Ces deux entreprises ont un historique conséquent. Canadian Pacific a été créé en 1881 et Canadian National existe depuis 1919. 

Le réseau de Canadian National Railway (CN) est plus dense que celui de Canadian Pacific Railway (CP) avec 32 831 km de voie contre 20 100 km pour son homologue. Au Canada, d'ouest en est, son réseau maille tout le territoire de la Nouvelle-Écosse à la Colombie-Britannique, en atteignant ses deux grands ports ; il compte aussi plusieurs lignes stratégiques en Alberta, où se trouvent les grands gisements d'hydrocarbures en Amérique du Nord. Aux Etats-Unis, le réseau de Canadian National Railway enserre la région des grands lacs et descend jusqu'au bassin du Mississippi. 

Le réseau de Canadian Pacific Railway quant à lui relie le Québec à la région de Vancouver. Il est plus dense dans le sud du Saskatchewan et de l'Alberta, deux grands régions agricoles, qu'il relie au Midwest américain par une ligne qui descend du Dakota jusqu'en Iowa et au Missouri. 
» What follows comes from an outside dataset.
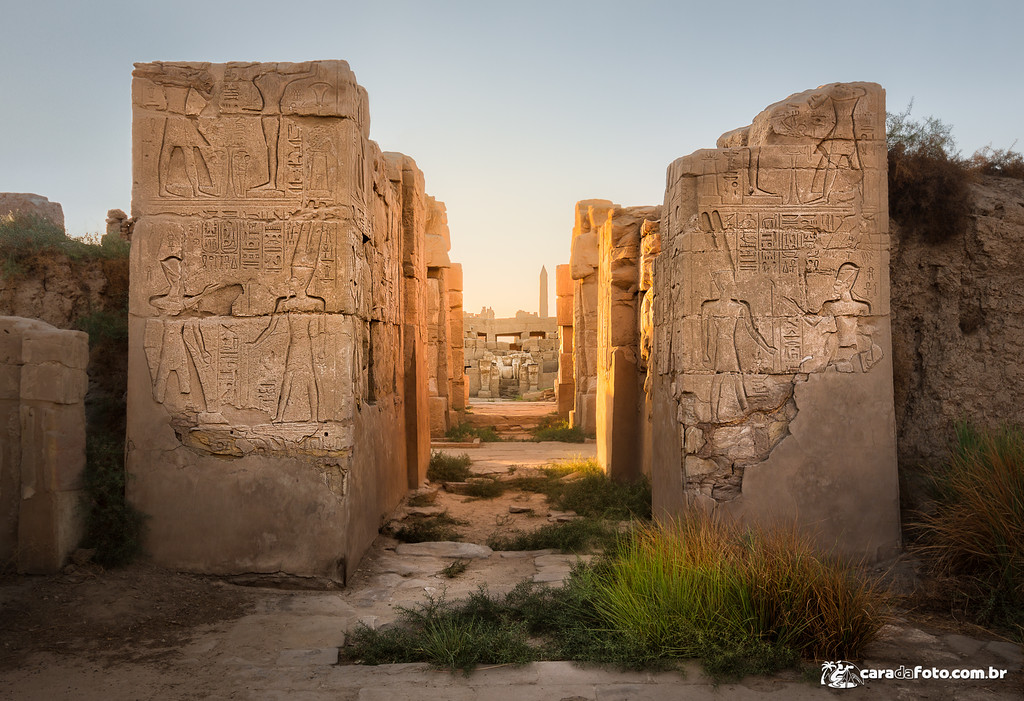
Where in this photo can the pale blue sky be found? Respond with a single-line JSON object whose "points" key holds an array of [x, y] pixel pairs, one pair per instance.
{"points": [[514, 111]]}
Ces deux compagnies ont été des investissements exceptionnels sur la dernière décennie, car elles ont bénéficié de multiples vents porteurs : des gouvernances d'entreprises pacifiées, totalement orientées vers la performance opérationnelle et financière ; une croissance du trafic ferroviaire, moins polluant et plus économique que le transport routier ; un développement des activités portuaires au Canada ; un pricing power plusieurs fois éprouvé ; une hausse des activités de transport d'hydrocarbures, faute de capacité suffisante au niveau des pipelines entre le Canada et les Etats-Unis ; un contexte économique globalement très favorable sur le cycle ; et des taux d'intérêt qui sont restés au plancher sur la période, diminuant les coûts de financement. 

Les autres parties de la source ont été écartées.